AL It’s been an amazing experience with the Todd fans. They’re along for every step of our ride, and they are just getting more and more into it as it airs.

AR: We’ve really seen an uptick in activity, like in our social media. We’re starting to see that swell happening that we’ve been told about, like some of the [social media] experts said at the beginning, “First you’ll become a secret cult hit, then people will start talking about it, then all of a sudden…” We’re looking at all our graphs – we’re studying this thing – and all our graphs are showing a surge upward, it’s very exciting. And then we’re just about to premiere the second season of Todd in the States, so we’re capitalizing on that momentum.

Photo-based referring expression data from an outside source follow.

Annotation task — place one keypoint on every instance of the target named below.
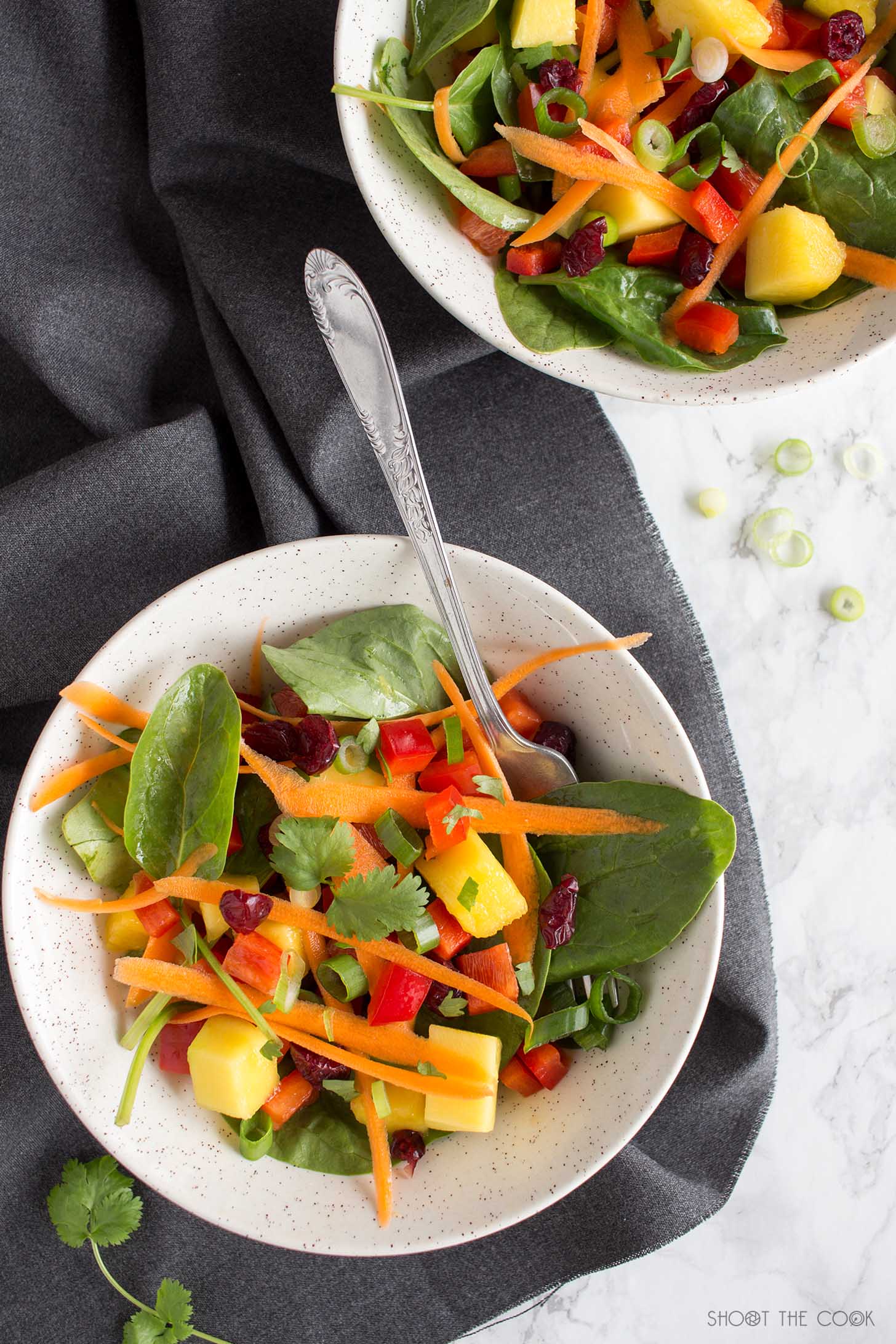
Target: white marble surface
(810, 1226)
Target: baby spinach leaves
(183, 775)
(636, 893)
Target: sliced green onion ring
(793, 457)
(847, 604)
(864, 462)
(653, 145)
(399, 838)
(567, 98)
(343, 977)
(255, 1136)
(791, 550)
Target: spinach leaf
(183, 775)
(856, 195)
(415, 129)
(100, 849)
(540, 319)
(438, 23)
(370, 664)
(636, 893)
(471, 101)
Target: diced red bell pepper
(159, 918)
(660, 249)
(548, 1065)
(254, 960)
(406, 746)
(854, 105)
(174, 1042)
(452, 936)
(492, 160)
(518, 1078)
(492, 967)
(535, 258)
(735, 187)
(398, 996)
(292, 1093)
(520, 714)
(710, 328)
(486, 238)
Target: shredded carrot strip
(77, 775)
(518, 860)
(379, 1150)
(94, 699)
(872, 266)
(762, 196)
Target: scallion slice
(255, 1136)
(343, 977)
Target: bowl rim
(147, 1172)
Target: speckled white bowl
(468, 1186)
(412, 210)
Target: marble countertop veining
(812, 1223)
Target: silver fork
(355, 338)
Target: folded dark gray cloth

AR: With What’s Up! Warthogs also, we’ve seen really good numbers. Last year when the first season aired, we were just seeing it break into the top 20, so for a small little show that could, we’re feeling that we’re starting to compete with the Disneys and other shows [from studios] like that.

AL: Online it’s been a great hit – it was created as a web/television series, whereby it airs on television as a traditional half-hour and it also airs in parts online on When it premiered, Warthogs was the most-watched page behind the homepage, surpassing even the Disney shows that they have online, so [we’re] definitely really happy with it.

Do you think having that online presence is a necessary component to create something successful? Do you think that’s something you’ll look at with all of your projects in the future?

AL: Absolutely. I think, when you’re a fan of a TV show, I’d like to say the first thing you do if you’re going to try and find it online is check out if it has a Facebook page, and if you can create a compelling reason for them to “Like” that page and keep coming back to it, which we have – we’ve created entire spinoff, behind-the-scenes web series that just exist on our Facebook page and Youtube. And it’s huge. People have really gravitated towards it. It’s not enough to have a Facebook page; you have to have reasons for them to come back to it.

AR: We also think of ourselves like content creators because we just want people to see things wherever they can, and also wherever it fits for them. Not everything’s built to watch on your cell phone, but at the same time, you can have certain content [on mobile] that works better than it would on TV because of interactivity. So we just want to make sure all our projects have a lot of facets for people to enjoy.

What are some of your objectives as a company in 2012? Are there any areas you hope to grow or expand in?

AR: We’re definitely looking to continue with more seasons of our television shows. We’re developing more television shows and features. Also, we’re very interested in getting into the digital space – we’re looking at web series and other types of extensions like that.

And 2012 will see our company grow in its infrastructure. We can’t sustain this at the levels we want to with just three people in the company, and that’s what we’re excited about – to see what the next phase of Aircraft Pictures looks like.